An interdisciplinary research team of the LKS Faculty of Medicine of the University of Hong Kong (HKumed), the Discovery Data Laboratory for Health (INNOHK D24H) of INNOHK and the London School of the Hygiene School and Tropical Medicine (LSHTM) has presented the first category of cancer cancer cancer cancer cancer cancer cancer cancer. precision greater than 90%. This innovative IA HKumed model promises to significantly reduce the preparation time prior to the consultation of first -line doctors in approximately 50%, aligning with the initiative of the Hkysar government to take advantage of AI technology in medical care. The findings were published in the magazine NPJ digital medicine.
Thyroid cancer is among the most frequent cancers in Hong Kong already worldwide. The precision management of the disease often depends on two systems: (1) The eighth edition of the American Cancer Committee (AJCC) or the Tumor Node Cancer Stading System (TNM) to determine the cancer stage; and (2) the Risk Classification System of the American Thyroid Association (ATA) to classify the risk of cancer. These systems are crucial to predict patient survival and guide treatment decisions. However, the manual integration of complex clinical information in these systems can be slow and lack efficiency.
The research team developed an AI assistant who takes advantage of large language models (LLM), such as Chatgpt and Deepseek, which are designed to understand and process human language, to analyze clinical documents and improve the precision and efficiency of staging and risks classification of thyroid cancer.
The model takes advantage of four llm of open source outside-line (Mistral AI), flame (finish), Gemma (Google) and Qwen (Alibaba)-to analyze free text clinical documents. The AI model was trained with open access data based in the United States with pathology reports of 50 thyroid cancer patients from the Atlas Atlas (TCGA) program, with the subsequent validation against pathology reports of 289 patients with CGA and 35 pseudo cases created by endocrine surgeons.
By combining the production of the four LLM, the team improved the general yield of the AI model, achieving a general precision of 88.5% to 100% in the ATA risks classification and 92.9% to 98.1% in the AJCC cancer staging. Compared to traditional manual documents reviews, this progress is expected to reduce the time that doctors spend on pre -consulting preparation.
Professor Joseph T Wu, Professor of Sir Kotewall in Public Health and Managing Director of INNOHK D24H in HKumed, emphasized the remarkable performance of the model. “Our model achieves more than 90% precision in the classification of AJCC cancer stages and the ATA risk category,” he said. “A significant advantage of this model is its outside line, which would allow local implementation without the need to share or load confidential information of the patient, thus providing the maximum privacy of the patient.”

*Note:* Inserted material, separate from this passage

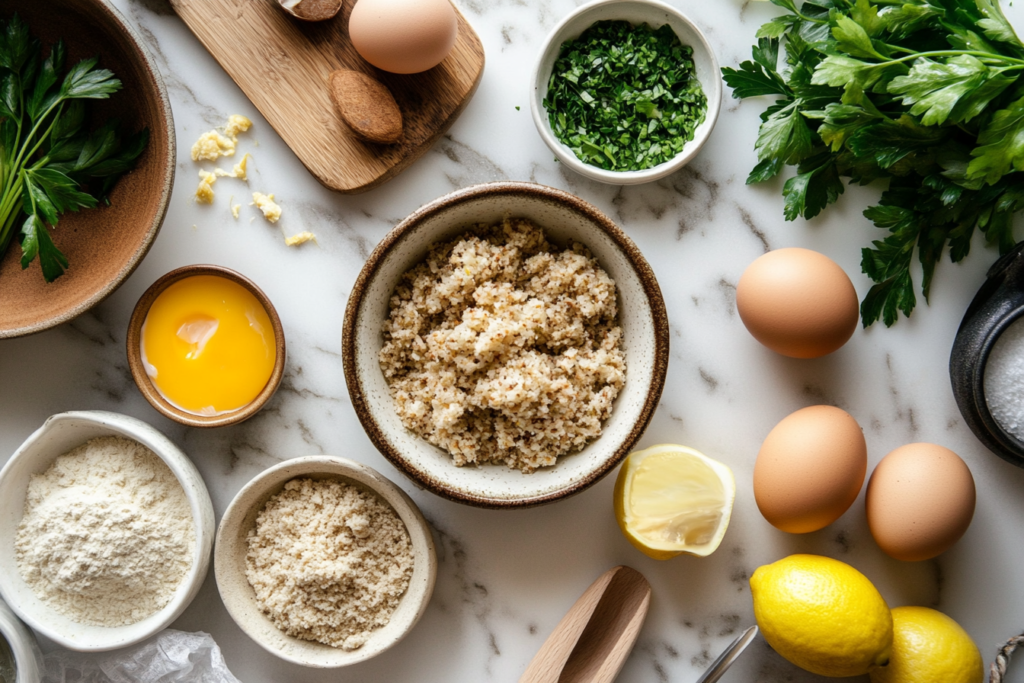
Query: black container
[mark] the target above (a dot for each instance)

‘In view of the recent Deepseek debut, we carry out more comparative tests with a “zero shooting approach” against the latest versions of Deepseek-R1 and V3-assi as GPT-4O. We were pleased to discover that our model worked along with these powerful LLM online, “added Professor Wu.
Dr. Matrix Fung Man-Him, clinical assistant professor and head of Endocrine Surgery, Department of Surgery, School of Clinical Medicine, HKumed, declared: “In addition to providing high precision in the extraction and analysis of the information of the complex pathology reports, the registers of operations and clinical notes, our model of AI also drastically reduces the preparation time of the doctors human interpretation could simultaneously provide cancer staging and stratification of clinical risk based on two internationally recognized clinical systems.
“The AI model is versatile and could easily integrate into several environments in the public and private sectors, and both local and international research and research institutes,” said Dr. Fung. ‘We are optimistic that the implementation of the real world of this AI model could improve the efficiency of frontline doctors and improve the quality of care. In addition, doctors will have more time to advise their patients.
‘In line with the strong defense of the government of adoption of AI in medical care, as evidenced by the recent launch of the LLM -based medical writing system in hospital authority, our next step is to evaluate the performance of this AI assistant with a large amount of real -world patients in the real world. Once validated, the AI model can be easily implemented in real clinical environments and hospitals to help doctors improve operational and treatment efficiency, “said Dr. Carlos Wong, an honorary associate professor in the Department of Family Medicine and Primary Care, School of Clinical Medicine, HKumed.
The study was directed by Professor Joseph Wu TSZ-KEI, Sir Robert Kotewall professor in Public Health at the School of Public Health and main managing director of INNOHK D24H; Dr. Matrix Fung Man-Him, Clinical Assistant Professor and Head of Endocrine Surgery in the Department of Surgery, Faculty of Clinical Medicine; and Dr. Carlos Wong King-Ho, Honorary Associate Professor in the Department of Family Medicine and Primary Care, School of Clinical Medicine and Director of Senior Research at Innohk D24H; All under Hkumed. The first authors were Dr. Eric Tang Ho-Man and Dr. Tingting Wu of INNOHK D24H.